Taxe belge sur les plus-values et succession
Depuis l'entrée en vigueur de la taxe belge sur les plus-values, une nouvelle question inquiète les familles patrimoniales : que se passe-t-il lorsque de l'or d'investissement ou un portefeuille d'actifs financiers est transmis dans une succession ? La question se pose avec un risque perçu de cumul entre les droits de succession et une future taxe sur les plus-values lors d'une revente ultérieure par les héritiers.

Le résident fiscal belge
La taxe de 10 % s'applique aux plus-values réalisées sur les actifs financiers, dont l'or d'investissement. Pour les résidents fiscaux belges, le sujet touche à la vente, mais aussi à la transmission, à la succession et à la documentation du patrimoine.

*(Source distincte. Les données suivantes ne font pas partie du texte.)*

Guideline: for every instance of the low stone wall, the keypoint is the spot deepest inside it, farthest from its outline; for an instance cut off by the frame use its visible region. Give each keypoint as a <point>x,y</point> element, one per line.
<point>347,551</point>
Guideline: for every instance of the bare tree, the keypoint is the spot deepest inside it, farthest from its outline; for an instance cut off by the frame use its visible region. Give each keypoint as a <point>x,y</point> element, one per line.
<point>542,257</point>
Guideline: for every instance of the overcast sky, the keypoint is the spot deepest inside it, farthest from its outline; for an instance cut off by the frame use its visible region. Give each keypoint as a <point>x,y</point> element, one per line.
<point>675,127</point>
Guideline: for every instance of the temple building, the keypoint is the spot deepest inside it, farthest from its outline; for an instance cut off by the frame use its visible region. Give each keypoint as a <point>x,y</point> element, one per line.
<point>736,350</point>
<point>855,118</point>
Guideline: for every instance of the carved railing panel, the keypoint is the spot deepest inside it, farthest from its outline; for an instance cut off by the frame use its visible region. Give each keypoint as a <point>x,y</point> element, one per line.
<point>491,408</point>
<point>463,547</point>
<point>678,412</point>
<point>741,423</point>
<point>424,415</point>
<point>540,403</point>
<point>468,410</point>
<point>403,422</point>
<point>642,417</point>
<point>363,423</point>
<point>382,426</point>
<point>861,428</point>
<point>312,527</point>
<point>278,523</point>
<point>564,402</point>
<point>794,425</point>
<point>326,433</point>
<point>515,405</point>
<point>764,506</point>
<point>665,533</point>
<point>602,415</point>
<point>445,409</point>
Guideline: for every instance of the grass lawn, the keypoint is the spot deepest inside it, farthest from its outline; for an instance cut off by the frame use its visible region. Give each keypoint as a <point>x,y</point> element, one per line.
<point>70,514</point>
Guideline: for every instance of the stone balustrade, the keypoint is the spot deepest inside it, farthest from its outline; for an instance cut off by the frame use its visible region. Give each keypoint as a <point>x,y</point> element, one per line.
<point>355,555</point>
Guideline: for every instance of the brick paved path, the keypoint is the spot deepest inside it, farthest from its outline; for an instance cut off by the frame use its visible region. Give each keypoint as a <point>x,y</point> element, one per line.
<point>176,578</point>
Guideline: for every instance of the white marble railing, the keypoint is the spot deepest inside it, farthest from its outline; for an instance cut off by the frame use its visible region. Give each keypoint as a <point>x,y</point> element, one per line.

Le client fiscalement non résident belge
Un client résident fiscal français, allemand, luxembourgeois, néerlandais, suisse ou d'un autre pays européen ne devient pas soumis à la taxe belge sur les plus-values parce qu'il vient faire estimer, vendre, acheter ou convertir de l'or en Belgique.
La maison accueille une clientèle européenne, et la distinction est fondamentale : ce n'est pas le lieu de l'agence qui détermine la fiscalité, c'est la résidence fiscale du détenteur.
Ce que prévoit la taxe belge sur les plus-values
Depuis le 1er janvier 2026, la Belgique applique une taxe de 10 % sur certaines plus-values réalisées lors de la vente d'actifs financiers. Le SPF Finances cite notamment les actions, les obligations, les ETF, les options, les produits dérivés, les assurances d'épargne et d'investissement, les cryptomonnaies, les devises, les liquidités et l'or d'investissement parmi les actifs concernés.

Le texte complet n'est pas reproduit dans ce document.